Jainee Dial: Initially, Lindsey and I wanted this to exist from a personal need. We were sick of seeing the same ugly designs, or feeling like an afterthought when we went to buy gear. Our initial motivation was personal desire. Our mission is to curate the best products. Secondary to that is the opportunity for business to be done in a different way. That involves both transparency and education. We want to be there for the citizen activist, the backyard farmer, and the weekend warrior mother who is raising four kids and wants them to be connected to the world around them. We’re interested in telling that story. If you look at our homepage, 75 percent of the brands you’ll see there are owned by women, like Wild Rye. I think that’s indicative of how we value women in our marketplace.

If we want women to have a louder voice, we have to be more represented. We have to see women in positions of leadership and power.

2. There’s often a frustrating lack of innovation in women’s gear. Brands debut new technology for men first, because that’s where they see the money. How do You solve the chicken or egg problem—better women’s gear first, or getting more women engaged with the outdoors first?

JD: It’s pretty simple: Brands need to hire women. Put them in charge of design teams. I’m not suggesting that because of gender, you should be entitled to a certain position. But the experience of being a woman differs from being a man outside. You have to have someone with experience speaking with conviction on behalf of those experiences [during the design and product development process]. I think there are a lot of fantastic feminist men out there, and we need them, too. But ultimately, you have to hire women for positions of power. And those women also have to hire women.

3. How are you seeing the conversation around gender change in this industry?

Lindsey Elliott: I think the binary male/female gender perspective —that every person is one or the other— is the civil rights frontier of our time. That’s one of the things I’m most interested in right now, as we’ve created a platform by and for women, and we want to be inclusive of all types of female gender expression. The first need we have been addressing has been the legacy of pink and paisley and flowery and this hyperfeminized vision of what it means to be a woman outside. Even in just the two and a half years we’ve been working on this, we’ve seen an evolution in product design. Now, when we visit with brands at Outdoor Retailer, it’s becoming possible to see the same color schemes in both men’s and women’s. It’s a relief. As we hear from people all over the world about what they need, we expand.

One thing I love seeing evolve in the industry, and I think what’s coming next, is more unisex designs, colors, and patterns. Snowpeak is the only one I know out there producing a truly unisex clothing line. I’d love to see more of it. We can move beyond these biases of what men want and what women want.

4. It’s a tough time for retail, and shops are struggling. Why did you decide to start online?

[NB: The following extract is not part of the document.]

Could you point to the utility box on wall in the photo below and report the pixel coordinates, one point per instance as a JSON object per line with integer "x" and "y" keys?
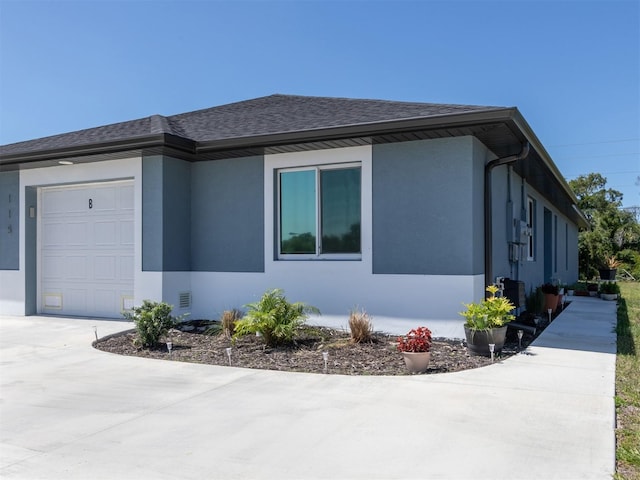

JD: The brick-and-mortar business model is changing. We wanted to start online first, and it seems like that’s a trend that will stick around. As technology evolves, we want to stay on top of those trends. By starting online first, we gave our customers an opportunity to read a little bit deeper about our mission and what we’re doing. There’s no substitute for a heart-to-heart you can have with an employee at a store, but people still connect with our brand. We don’t want to be online-only forever; we have a vision for creating pop-up shops in Airstreams.

5. How do you foster community as an online-only company?

JD: You have to have a constant conversation with your audience. Our homepage has a portal to content from our ambassadors and about our mission. I really don’t like the word consumer. It’s such a reductive term. It starts from a place of apathy. And I think our customers have a really heartfelt connection with us, first of all because we’re two real human beings. We’re two people who started from nothing. Neither Lindsey nor I have wealth, and we built this from the ground up with crowdfunding. That’s something a lot of women can relate to.

We, and our customers, are more aligned with the values of not just being a consumer, but being a part of something bigger. Where you spend your money matters. We’re fostering a relationship with women who understand that.